2. CFI affirmed in toto the decision of the municipal court.
3. MR was denied.
Issues:
1. WON respondent Maria James still has a cause of action against the petitioner after she received and accepted the rentals
for October, November and December at the time of filing of the instant case. - YES
Ratio:
Yes – Despite the acceptance of the rentals for October, November and December, respondent still had a cause of action when she
filed a complaint for unlawful detainer.
o According to the court, James exercised two unquestionable prerogatives of an owner-lessor when a tenant-lessee
defaults in the payment of the rent:
(a) to demand that the back rentals be paid, and
(b) to demand that the premises be vacated.
o The court pointed out that the records show that petitioner has defaulted in the payment of his rentals for the months
of October, November, and December, 1977 and that although he paid the same on December 22, 1977 after receipt of
respondents’ demand letter, he has not paid them on time (the due date being on the first 5 days of each month) and
that he refused to vacate the premises on the ground that he is protected under Sections 1 and 4 of Presidential
Decree No. 20.
 The court ruled that PD No. 20 is not applicable in this case because under said law, it is very clear that only paragraph (1) of
Article 1673 of the Civil Code (which refers to expiration of leases of dwelling unit or land for an indefinite period as ground for
ejectment) is suspended but not the other provisions of the Civil Code and the Rules of Court. PD No. 20 does not suspend
ejectment on other grounds like lack of payment of the rental stipulated.

 The SC rejected petitioner’s argument that in spite of his payment of back rentals with 5 days from receipt of the demand letter,
respondent still filed the complaint for ejectment which allegedly is contrary to the provision of Section 2, Rule 70 of the Rules
of Court.
o The court pointed out that respondent had demanded the following from petitioner: (a) to pay the back rentals, and (b)
to vacate the premises.
o While petitioner was able to pay the back rentals, he refused to vacate the premises.
o Petitioner’s belated payments of his back rentals do not automatically restore the contract of lease without
respondent’s consent.
o The terms of the contract of lease have been violated and the lessor-owner has the unquestionable right to withdraw
from said contract or agreement whether oral or written.

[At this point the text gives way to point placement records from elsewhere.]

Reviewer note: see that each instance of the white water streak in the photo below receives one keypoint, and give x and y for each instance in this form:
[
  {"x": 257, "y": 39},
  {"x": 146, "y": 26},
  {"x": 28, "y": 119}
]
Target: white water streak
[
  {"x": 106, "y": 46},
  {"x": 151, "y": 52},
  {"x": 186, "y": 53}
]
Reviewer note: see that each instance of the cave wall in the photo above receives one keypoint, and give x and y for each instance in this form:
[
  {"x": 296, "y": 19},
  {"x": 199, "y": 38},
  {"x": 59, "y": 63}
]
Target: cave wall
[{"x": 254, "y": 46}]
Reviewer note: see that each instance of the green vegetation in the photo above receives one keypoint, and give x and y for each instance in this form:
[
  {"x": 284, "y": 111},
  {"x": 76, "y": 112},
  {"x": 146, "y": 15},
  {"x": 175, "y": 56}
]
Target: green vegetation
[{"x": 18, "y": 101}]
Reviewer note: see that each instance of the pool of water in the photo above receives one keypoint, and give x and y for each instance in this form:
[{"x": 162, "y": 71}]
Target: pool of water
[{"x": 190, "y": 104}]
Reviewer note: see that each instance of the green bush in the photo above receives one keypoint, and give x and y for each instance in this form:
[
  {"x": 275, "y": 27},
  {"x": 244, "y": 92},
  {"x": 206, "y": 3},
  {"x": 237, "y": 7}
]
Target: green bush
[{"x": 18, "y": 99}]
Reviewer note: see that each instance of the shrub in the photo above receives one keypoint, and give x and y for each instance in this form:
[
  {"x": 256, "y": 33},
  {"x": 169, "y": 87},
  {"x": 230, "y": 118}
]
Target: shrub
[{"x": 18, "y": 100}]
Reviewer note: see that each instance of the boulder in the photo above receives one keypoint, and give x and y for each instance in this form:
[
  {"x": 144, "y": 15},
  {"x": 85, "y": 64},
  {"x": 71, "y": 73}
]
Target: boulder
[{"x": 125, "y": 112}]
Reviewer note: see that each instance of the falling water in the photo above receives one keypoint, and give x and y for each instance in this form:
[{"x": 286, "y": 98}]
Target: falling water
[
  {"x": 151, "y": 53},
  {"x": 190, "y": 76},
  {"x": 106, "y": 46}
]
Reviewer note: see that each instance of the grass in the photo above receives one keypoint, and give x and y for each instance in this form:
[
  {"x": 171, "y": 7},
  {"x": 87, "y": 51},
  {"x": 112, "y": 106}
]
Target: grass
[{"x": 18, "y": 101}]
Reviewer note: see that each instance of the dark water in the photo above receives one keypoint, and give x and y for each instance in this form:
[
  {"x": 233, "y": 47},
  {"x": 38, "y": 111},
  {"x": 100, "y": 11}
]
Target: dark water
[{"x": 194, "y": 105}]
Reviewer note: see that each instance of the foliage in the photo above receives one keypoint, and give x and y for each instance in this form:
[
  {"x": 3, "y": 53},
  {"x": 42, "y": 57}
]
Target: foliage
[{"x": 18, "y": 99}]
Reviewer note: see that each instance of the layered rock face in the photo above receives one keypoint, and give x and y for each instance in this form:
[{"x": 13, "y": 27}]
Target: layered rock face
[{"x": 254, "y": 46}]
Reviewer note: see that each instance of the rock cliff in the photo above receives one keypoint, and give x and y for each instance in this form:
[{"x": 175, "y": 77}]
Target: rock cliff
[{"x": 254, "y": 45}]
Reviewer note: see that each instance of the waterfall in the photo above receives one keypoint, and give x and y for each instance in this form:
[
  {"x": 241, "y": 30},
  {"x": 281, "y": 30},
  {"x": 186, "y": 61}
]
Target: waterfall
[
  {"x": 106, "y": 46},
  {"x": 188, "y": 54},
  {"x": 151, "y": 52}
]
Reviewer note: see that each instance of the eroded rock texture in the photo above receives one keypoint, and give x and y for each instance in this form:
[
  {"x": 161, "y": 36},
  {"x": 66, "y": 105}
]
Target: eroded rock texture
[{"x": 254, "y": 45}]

 According to the SC, it has consistently ruled that "It is the landlord's demand for tenant to vacate the premises, when the
tenant has failed to pay the rents on time and tenant's refusal or failure to vacate, which make unlawful withholding of
possession.
 That consent, no matter how long it may last makes lawful tenant's possession. Only when that consent is withdrawn and the
owner demands tenant to leave the property is the owner's right of possession asserted and the tenant's refusal or failure to
move out makes his possession unlawful because it is violative of the owner's preferential right of possession (Canaynay v.
Sarmiento).
o In this case, respondent did not consent to petitioner’s possession of the leased premises after the latter’s default in
the payment of the monthly rents.
o Respondent demanded that petitioner pay the back rental and vacate the premises.
o The refusal of the petitioner to vacate the premises after demand, makes his withholding of possession unlawful.

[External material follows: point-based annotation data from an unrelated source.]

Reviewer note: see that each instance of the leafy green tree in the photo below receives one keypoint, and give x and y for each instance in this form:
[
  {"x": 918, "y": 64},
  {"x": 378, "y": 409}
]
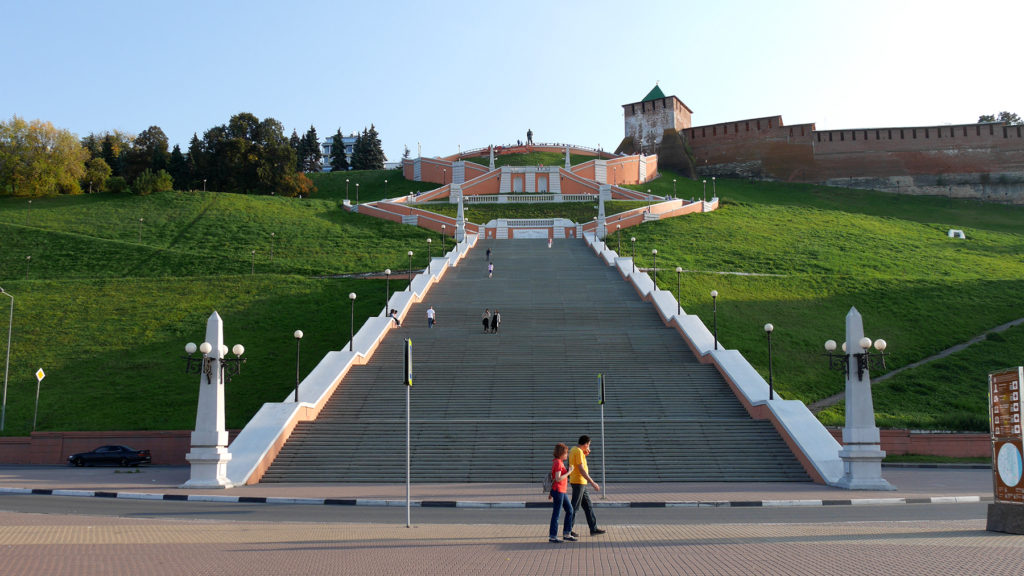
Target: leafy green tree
[
  {"x": 117, "y": 184},
  {"x": 148, "y": 151},
  {"x": 96, "y": 173},
  {"x": 249, "y": 155},
  {"x": 150, "y": 181},
  {"x": 1009, "y": 118},
  {"x": 296, "y": 142},
  {"x": 359, "y": 152},
  {"x": 311, "y": 159},
  {"x": 38, "y": 159},
  {"x": 114, "y": 149},
  {"x": 177, "y": 166},
  {"x": 197, "y": 162},
  {"x": 339, "y": 162}
]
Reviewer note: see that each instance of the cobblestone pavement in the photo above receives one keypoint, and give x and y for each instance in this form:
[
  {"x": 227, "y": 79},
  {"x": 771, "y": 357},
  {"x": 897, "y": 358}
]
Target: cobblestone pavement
[{"x": 53, "y": 545}]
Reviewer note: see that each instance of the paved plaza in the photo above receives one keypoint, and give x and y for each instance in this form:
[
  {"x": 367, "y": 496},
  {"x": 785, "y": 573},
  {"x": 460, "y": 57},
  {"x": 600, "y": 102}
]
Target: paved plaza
[{"x": 68, "y": 541}]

 The court also rejected petitioner’s insistence that he has not defaulted in the payment of rents because it was James who
refused to accept the same because as ruled by the SC, "The failure of the owners to collect, or their refusal to accept the
rentals are not valid defenses. Article 1256 of the Civil Code provides that if the creditor to whom tender of payment has been
made refuses without just cause to accept it, the debtor shall be released from responsibility by the consignation of the thing or
sum due."
o Cursino failed to comply with the requisite consignation.
Dispositive: Wherefore, the assailed decision and order of the then Court of First Instance of Rizal is Affirmed in toto.